Enquanto O'Sullivan considera
isso "improvável", o constitucionalista Frank Bowman, da Universidade
de Missouri, está convencido de que o afastamento poderia ser concluído mesmo
em um único dia: "Eles poderiam decidir formular uma acusação contra ele
até o meio-dia de amanhã, atravessar a rotunda do Capitólio até o Senado e
agendar o julgamento para começar amanhã à tarde."
Trump pode ser processado pelos
incidentes?
Juristas consideram possível que
Trump tenha de responder por incitação. "É a acusação mais provável
de ser levada adiante nesta situação, porque inclui a incitação à violência
contra o Estado. E foi exatamente isso o que aconteceu no Congresso",
afirma o jurista Kenneth Manusama.
O capítulo 115 da lei federal
americana prevê que incitar uma revolta contra o Estado é um ato criminoso.
Quem incita, ajuda ou mesmo participa de uma revolta contra a autoridade do
Estado "deve ser punido de acordo com esta lei", está escrito. Uma
pessoa condenada por esse delito não pode mais ocupar cargos públicos. Uma
tentativa de golpe pode ser punida com até 20 anos de prisão.
Atualmente, no entanto, Trump não
pode ser processado, porque é oficialmente imune a processos criminais.
"Mesmo se Trump fosse destituído do cargo pela 25ª Emenda, ele não poderia
ser processado, porque ainda seria legalmente o presidente", diz Manusama.
Portanto, Trump só pode ser processado por seu papel no motim de 6 de janeiro
após o fim de seu mandato.
E mesmo depois disso, O'Sullivan,
da Universidade Estadual da Califórnia, acredita que uma prisão de Trump
seja improvável.

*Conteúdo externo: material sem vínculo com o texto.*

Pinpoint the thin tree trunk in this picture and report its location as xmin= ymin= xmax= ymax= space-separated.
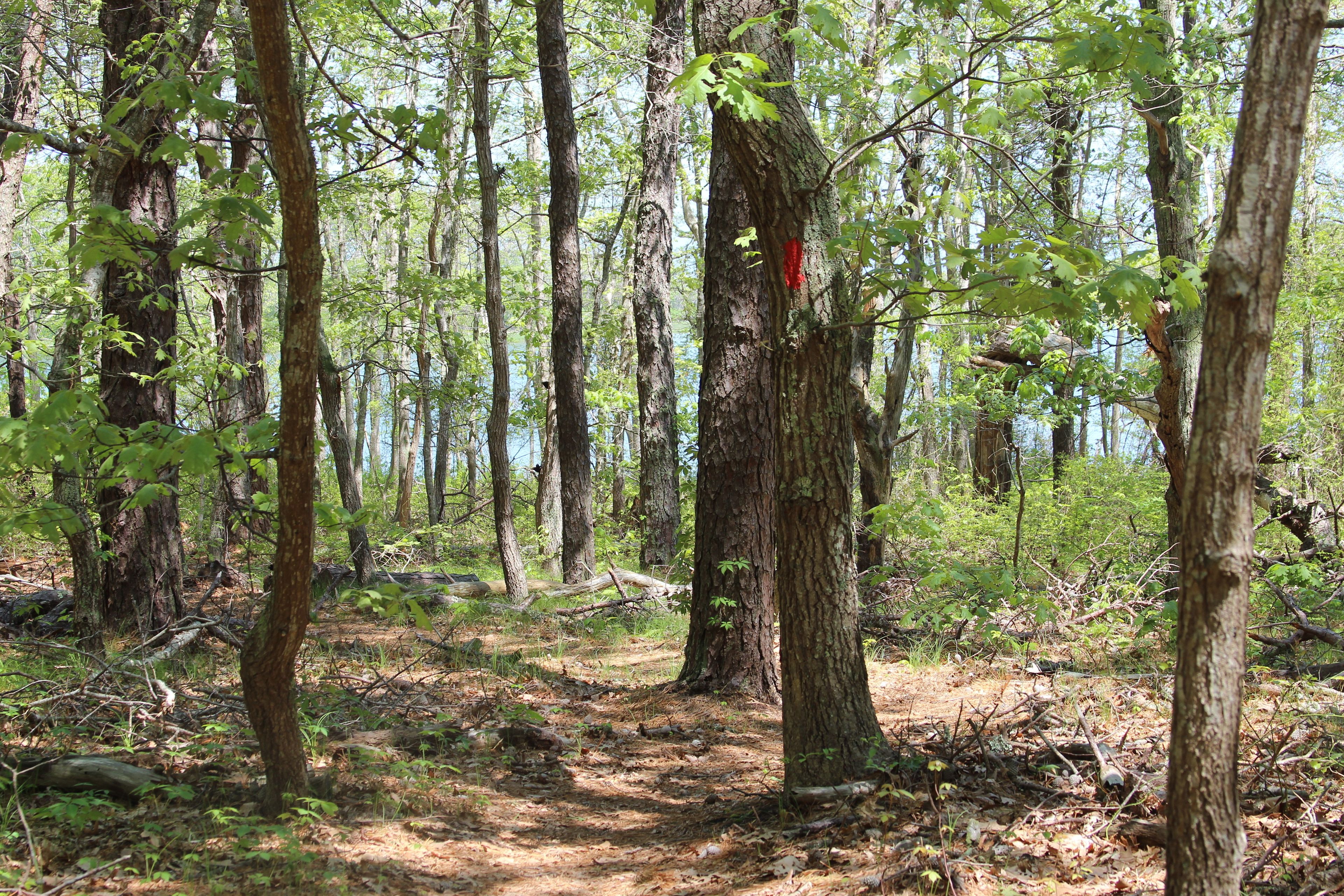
xmin=524 ymin=93 xmax=565 ymax=578
xmin=1046 ymin=91 xmax=1078 ymax=489
xmin=364 ymin=361 xmax=383 ymax=490
xmin=466 ymin=420 xmax=481 ymax=505
xmin=1167 ymin=0 xmax=1329 ymax=896
xmin=696 ymin=0 xmax=887 ymax=790
xmin=1140 ymin=0 xmax=1204 ymax=556
xmin=240 ymin=0 xmax=323 ymax=816
xmin=434 ymin=301 xmax=458 ymax=523
xmin=47 ymin=291 xmax=104 ymax=657
xmin=415 ymin=295 xmax=438 ymax=524
xmin=0 ymin=0 xmax=52 ymax=419
xmin=631 ymin=0 xmax=682 ymax=568
xmin=849 ymin=141 xmax=925 ymax=572
xmin=536 ymin=380 xmax=565 ymax=576
xmin=536 ymin=0 xmax=597 ymax=583
xmin=472 ymin=0 xmax=527 ymax=603
xmin=679 ymin=124 xmax=779 ymax=702
xmin=317 ymin=332 xmax=374 ymax=584
xmin=202 ymin=4 xmax=267 ymax=540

Ele observa que, embora vários promotores públicos já
estejam trabalhando em acusações sobre possíveis delitos
envolvendo fraudes financeiras e fiscais, uma condenação por tentativa de
golpe não seria realista.
"Tal processo é delicado.
Deve-se notar que muitos dos manifestantes seriam, então, considerados
culpados. Isso causaria uma cadeia de processos judiciais." E isso poderia
prejudicar a meta central do novo presidente Joe Biden: unir o país novamente.